Closed form for ∏∞n=12n√Γ(2n+12)Γ(2n)\prod_{n=1}^\infty\sqrt[2^n]{\frac{\Gamma(2^n+\frac{1}{2})}{\Gamma(2^n)}}

The beautiful idea of Raymond Manzoni can actually be made rigorous.
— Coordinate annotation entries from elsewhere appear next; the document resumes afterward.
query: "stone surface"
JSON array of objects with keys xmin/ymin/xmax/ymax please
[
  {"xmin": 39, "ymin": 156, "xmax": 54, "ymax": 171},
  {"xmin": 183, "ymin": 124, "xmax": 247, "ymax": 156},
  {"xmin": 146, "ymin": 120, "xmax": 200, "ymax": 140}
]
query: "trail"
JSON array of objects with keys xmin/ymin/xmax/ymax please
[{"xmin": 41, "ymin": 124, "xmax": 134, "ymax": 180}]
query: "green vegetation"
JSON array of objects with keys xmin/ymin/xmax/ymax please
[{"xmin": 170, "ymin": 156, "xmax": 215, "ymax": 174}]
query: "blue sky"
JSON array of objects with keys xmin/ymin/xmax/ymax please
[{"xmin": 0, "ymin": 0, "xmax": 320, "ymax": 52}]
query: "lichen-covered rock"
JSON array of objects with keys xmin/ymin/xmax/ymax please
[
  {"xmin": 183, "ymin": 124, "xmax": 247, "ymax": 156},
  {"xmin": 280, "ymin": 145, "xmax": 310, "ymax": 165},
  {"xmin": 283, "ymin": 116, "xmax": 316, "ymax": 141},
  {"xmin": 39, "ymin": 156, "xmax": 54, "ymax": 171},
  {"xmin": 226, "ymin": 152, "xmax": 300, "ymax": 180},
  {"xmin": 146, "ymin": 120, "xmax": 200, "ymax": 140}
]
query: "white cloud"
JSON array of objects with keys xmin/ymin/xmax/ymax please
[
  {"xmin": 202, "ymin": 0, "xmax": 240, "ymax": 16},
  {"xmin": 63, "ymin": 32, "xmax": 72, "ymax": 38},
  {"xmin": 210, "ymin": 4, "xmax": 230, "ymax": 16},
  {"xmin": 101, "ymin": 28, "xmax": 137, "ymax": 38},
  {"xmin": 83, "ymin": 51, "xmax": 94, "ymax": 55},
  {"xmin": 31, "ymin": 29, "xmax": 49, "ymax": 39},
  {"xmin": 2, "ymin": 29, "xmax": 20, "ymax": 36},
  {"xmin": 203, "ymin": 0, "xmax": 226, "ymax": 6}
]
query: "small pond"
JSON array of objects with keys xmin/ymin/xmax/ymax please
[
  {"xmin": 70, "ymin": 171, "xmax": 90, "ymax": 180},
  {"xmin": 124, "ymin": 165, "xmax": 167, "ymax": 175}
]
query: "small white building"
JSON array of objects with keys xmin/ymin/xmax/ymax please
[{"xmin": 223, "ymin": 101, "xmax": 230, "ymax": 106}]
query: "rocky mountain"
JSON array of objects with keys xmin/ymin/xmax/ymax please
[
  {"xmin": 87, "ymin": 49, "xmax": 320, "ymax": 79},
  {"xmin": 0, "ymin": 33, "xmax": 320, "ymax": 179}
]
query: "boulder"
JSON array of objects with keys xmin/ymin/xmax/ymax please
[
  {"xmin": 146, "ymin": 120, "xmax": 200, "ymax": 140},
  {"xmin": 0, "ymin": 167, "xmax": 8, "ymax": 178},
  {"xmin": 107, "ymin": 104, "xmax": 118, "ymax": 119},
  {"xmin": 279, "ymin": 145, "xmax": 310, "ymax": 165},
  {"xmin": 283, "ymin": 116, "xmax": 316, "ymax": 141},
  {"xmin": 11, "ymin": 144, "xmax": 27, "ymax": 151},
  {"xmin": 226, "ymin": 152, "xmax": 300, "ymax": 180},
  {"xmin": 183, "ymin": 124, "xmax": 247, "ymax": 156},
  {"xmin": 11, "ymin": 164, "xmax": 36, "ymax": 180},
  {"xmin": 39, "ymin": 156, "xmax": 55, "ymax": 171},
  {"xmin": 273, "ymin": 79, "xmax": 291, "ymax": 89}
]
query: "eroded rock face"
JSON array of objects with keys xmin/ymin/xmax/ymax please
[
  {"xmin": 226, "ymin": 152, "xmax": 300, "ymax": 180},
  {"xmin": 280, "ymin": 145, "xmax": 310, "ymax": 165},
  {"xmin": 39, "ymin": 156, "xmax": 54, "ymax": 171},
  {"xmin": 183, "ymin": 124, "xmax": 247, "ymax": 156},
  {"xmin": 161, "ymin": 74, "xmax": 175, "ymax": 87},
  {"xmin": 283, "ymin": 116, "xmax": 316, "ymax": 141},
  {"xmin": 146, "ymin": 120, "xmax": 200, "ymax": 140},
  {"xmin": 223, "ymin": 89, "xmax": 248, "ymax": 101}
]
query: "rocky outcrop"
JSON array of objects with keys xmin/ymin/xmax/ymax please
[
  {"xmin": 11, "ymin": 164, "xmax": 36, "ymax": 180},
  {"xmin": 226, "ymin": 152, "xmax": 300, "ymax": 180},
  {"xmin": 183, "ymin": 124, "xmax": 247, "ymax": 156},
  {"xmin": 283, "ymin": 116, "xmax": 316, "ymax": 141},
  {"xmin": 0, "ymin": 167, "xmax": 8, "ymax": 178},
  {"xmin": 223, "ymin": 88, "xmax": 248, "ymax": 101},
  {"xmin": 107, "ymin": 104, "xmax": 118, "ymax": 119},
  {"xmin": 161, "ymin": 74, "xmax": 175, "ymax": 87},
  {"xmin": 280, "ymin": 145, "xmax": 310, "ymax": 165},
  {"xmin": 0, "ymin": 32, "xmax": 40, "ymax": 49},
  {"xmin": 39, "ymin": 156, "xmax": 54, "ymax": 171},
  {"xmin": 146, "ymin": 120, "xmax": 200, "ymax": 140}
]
Consider a finite product $\prod_{n=1}^{L}$ and take its logarithm. After using duplication formula for the gamma function and telescoping, it simplifies to the following:
$$\sum_{n=1}^{L}\frac{1}{2^n}\ln\frac{\Gamma(2^n+\frac12)}{\Gamma(2^n)}=\left(1-2^{-L}\right)\ln\left(2\sqrt{\pi}\right)-2L\ln2+2\cdot\frac{1}{2^{L+1}}\ln\Gamma(2^{L+1}).$$
This is an exact relation, valid for any $L$. Now it suffices to use Stirling,
$$\frac{1}{N}\ln\Gamma(N)=\ln N-1+O\left(\frac{\ln N}{N}\right)\qquad \mathrm{as}\; N\rightarrow\infty$$
to get
$$\sum_{n=1}^{\infty}\frac{1}{2^n}\ln\frac{\Gamma(2^n+\frac12)}{\Gamma(2^n)}=\ln\left(2\sqrt{\pi}\right)+2\left(\ln 2-1\right)=\ln\frac{8\sqrt{\pi}}{e^2}.$$
So the answer is indeed $\displaystyle\frac{8\sqrt{\pi}}{e^2}$.